If else condition in PySpark - Using When Function
In SQL, we often use case when statements to handle conditional logic. PySpark provides a similar functionality using the `when` function to manage multiple conditions.
In this article, we will cover the following:
| ID | First Name | Age | Last Name | Gender |
|---|---|---|---|---|
| 101 | Ali | 29 | Khan | Male |
| 102 | Priya | 35 | Kumari | Female |
| 103 | Chandan | 23 | Kumar | Male |
from pyspark.sql import SparkSession
from pyspark.sql.functions import col, concat_ws, lit, when
spark = SparkSession.builder \
.appName("Case When in PySpark with Example") \
.master("local") \
.getOrCreate()
data = [
(101, "Ali", 29, "khan", "Male"),
(102, "Priya", 35, "kumari", "Female"),
(103, "Chandan", 23, "kumar", "Male")
]
columns = ["ID", "First Name", "Age", "Last Name", "Gender"]
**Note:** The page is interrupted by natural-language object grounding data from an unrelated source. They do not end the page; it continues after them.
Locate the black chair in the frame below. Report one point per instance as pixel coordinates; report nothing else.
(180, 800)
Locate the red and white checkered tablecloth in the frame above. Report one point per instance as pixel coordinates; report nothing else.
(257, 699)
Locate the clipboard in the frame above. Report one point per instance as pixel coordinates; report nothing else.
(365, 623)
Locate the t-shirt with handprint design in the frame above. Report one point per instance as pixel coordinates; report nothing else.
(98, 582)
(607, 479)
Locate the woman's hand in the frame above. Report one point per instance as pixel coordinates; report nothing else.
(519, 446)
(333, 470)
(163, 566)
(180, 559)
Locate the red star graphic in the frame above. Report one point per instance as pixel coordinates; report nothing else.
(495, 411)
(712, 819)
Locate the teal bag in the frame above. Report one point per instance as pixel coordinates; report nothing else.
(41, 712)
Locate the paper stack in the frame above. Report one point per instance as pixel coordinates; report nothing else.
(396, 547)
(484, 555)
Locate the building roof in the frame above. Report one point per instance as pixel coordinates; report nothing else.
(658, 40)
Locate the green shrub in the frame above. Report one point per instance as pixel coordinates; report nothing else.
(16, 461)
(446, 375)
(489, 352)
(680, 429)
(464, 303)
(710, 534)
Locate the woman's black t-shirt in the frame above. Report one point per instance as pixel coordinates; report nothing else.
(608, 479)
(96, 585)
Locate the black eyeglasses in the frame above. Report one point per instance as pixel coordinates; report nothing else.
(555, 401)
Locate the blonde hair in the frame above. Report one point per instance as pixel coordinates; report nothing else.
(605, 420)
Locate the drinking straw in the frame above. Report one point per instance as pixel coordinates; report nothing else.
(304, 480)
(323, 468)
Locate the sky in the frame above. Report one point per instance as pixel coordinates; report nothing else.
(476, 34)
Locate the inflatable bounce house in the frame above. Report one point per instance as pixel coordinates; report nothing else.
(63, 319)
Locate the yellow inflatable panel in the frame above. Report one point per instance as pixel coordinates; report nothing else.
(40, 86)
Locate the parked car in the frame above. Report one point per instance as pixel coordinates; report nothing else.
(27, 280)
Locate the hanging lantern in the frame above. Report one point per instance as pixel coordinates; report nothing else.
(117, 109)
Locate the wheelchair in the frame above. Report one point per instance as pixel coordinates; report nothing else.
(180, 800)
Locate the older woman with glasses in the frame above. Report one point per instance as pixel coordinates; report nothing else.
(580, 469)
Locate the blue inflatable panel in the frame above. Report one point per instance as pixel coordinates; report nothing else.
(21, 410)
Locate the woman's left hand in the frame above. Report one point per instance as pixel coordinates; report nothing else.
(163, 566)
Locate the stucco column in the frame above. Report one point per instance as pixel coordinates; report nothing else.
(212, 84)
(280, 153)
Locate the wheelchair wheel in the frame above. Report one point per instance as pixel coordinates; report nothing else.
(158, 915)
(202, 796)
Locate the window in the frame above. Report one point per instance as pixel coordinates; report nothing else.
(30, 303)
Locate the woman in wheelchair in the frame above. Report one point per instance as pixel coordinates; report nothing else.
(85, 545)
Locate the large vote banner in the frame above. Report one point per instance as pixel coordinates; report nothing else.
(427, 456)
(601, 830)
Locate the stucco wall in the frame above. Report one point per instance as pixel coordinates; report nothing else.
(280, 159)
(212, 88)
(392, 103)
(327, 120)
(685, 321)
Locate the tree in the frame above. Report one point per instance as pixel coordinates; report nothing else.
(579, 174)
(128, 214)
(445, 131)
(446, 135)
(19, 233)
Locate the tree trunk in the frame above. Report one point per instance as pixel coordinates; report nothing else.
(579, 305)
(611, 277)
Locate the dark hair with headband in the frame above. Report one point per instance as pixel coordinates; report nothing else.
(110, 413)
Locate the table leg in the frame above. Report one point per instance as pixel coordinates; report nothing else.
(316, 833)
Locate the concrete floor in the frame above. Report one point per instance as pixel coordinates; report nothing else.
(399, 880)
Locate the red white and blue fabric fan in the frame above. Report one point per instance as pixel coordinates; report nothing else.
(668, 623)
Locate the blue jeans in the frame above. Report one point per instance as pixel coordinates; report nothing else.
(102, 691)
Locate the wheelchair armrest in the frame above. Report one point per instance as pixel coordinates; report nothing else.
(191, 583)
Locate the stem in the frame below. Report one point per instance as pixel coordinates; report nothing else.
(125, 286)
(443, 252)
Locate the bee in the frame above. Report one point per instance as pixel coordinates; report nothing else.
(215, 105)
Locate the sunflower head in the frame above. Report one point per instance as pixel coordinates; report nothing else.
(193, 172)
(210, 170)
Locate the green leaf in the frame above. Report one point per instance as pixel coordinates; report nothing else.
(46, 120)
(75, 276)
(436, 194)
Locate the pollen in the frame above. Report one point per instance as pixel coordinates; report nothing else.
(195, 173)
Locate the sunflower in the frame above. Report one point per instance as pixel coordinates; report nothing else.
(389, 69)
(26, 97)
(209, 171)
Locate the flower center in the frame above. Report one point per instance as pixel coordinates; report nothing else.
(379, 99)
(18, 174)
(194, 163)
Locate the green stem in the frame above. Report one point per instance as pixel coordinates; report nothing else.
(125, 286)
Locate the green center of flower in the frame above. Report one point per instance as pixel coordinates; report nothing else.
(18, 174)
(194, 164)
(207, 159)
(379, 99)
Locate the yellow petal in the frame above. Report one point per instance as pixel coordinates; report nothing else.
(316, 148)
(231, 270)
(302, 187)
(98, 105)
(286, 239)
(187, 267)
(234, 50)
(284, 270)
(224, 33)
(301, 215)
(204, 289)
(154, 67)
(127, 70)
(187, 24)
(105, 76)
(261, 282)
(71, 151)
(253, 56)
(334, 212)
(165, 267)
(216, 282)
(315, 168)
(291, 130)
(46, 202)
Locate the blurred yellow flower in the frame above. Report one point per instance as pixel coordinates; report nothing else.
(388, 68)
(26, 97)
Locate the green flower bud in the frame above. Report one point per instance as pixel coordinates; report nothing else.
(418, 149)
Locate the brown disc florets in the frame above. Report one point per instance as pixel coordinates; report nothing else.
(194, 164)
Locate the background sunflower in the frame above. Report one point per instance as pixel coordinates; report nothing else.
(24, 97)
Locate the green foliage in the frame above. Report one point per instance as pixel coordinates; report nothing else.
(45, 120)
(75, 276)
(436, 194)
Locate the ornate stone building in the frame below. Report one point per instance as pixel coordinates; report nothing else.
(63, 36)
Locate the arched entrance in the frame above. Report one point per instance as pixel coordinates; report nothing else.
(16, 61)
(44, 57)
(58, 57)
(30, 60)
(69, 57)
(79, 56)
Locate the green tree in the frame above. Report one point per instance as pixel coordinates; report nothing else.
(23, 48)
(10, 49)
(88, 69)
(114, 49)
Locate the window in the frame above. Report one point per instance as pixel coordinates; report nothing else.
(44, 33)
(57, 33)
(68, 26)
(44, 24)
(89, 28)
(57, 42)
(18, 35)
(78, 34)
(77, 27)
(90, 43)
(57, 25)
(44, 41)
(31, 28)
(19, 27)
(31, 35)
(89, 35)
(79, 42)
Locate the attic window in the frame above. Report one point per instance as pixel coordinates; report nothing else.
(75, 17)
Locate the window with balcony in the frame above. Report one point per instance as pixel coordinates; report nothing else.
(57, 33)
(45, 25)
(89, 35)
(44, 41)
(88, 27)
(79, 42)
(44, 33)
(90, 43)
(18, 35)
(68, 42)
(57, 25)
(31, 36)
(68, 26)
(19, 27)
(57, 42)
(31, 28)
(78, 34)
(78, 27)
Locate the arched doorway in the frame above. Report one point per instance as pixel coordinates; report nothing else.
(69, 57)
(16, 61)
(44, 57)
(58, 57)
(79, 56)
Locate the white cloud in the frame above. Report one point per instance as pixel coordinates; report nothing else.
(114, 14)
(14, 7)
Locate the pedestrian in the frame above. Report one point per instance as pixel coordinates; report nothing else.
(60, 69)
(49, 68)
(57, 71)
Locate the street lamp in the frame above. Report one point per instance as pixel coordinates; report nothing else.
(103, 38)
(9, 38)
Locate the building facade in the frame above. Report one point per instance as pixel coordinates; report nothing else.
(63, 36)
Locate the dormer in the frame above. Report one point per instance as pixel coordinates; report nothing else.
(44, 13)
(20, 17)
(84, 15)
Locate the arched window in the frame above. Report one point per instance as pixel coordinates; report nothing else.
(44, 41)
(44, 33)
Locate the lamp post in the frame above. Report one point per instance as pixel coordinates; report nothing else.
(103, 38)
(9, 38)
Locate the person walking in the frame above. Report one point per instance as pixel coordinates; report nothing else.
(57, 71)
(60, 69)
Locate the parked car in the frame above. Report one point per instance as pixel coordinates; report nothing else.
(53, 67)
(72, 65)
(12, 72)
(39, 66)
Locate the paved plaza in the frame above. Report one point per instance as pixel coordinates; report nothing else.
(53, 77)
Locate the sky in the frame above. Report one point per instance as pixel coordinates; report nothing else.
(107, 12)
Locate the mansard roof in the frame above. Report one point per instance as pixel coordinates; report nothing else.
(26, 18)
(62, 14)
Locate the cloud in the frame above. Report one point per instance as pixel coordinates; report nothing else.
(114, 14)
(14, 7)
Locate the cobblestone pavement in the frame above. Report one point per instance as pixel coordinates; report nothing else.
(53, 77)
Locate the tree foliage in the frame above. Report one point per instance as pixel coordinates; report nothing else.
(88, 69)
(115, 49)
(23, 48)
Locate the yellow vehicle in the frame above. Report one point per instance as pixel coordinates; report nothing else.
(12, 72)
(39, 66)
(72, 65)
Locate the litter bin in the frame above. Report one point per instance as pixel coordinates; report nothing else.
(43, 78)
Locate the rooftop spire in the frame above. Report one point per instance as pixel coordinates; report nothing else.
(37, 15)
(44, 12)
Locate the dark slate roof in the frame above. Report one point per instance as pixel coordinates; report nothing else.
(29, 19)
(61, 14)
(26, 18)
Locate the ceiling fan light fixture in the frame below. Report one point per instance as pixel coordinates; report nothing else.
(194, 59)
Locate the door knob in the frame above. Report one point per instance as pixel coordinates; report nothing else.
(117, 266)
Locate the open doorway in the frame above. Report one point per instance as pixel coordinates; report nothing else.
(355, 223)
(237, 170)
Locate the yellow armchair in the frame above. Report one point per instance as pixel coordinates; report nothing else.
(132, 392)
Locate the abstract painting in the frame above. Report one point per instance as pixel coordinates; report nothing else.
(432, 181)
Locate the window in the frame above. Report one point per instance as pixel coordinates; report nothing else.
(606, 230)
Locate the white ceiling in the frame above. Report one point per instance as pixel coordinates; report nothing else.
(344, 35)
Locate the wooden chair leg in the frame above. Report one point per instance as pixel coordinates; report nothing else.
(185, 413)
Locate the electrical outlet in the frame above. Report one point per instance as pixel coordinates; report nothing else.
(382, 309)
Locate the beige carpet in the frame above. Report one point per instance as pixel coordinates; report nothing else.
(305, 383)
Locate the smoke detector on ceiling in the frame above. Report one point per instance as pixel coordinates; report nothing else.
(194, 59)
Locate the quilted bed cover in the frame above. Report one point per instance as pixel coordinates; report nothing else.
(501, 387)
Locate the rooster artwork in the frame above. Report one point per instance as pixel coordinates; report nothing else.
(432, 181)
test_df = spark.createDataFrame(data, columns)
transformed_df = test_df.withColumn(
"full_name",
when(
col("Gender") == "Male",
concat_ws(" ", lit("Mr."), col("First Name"), col("Last Name"))
).when(
col("Gender") == "Female",
concat_ws(" ", lit("Ms."), col("First Name"), col("Last Name"))
).otherwise(
concat_ws(" ", lit("Unknown"), col("First Name"), col("Last Name"))
)
)
transformed_df.show()
spark.stop()
As you can see in the output, an additional column has been added based on the conditional logic applied.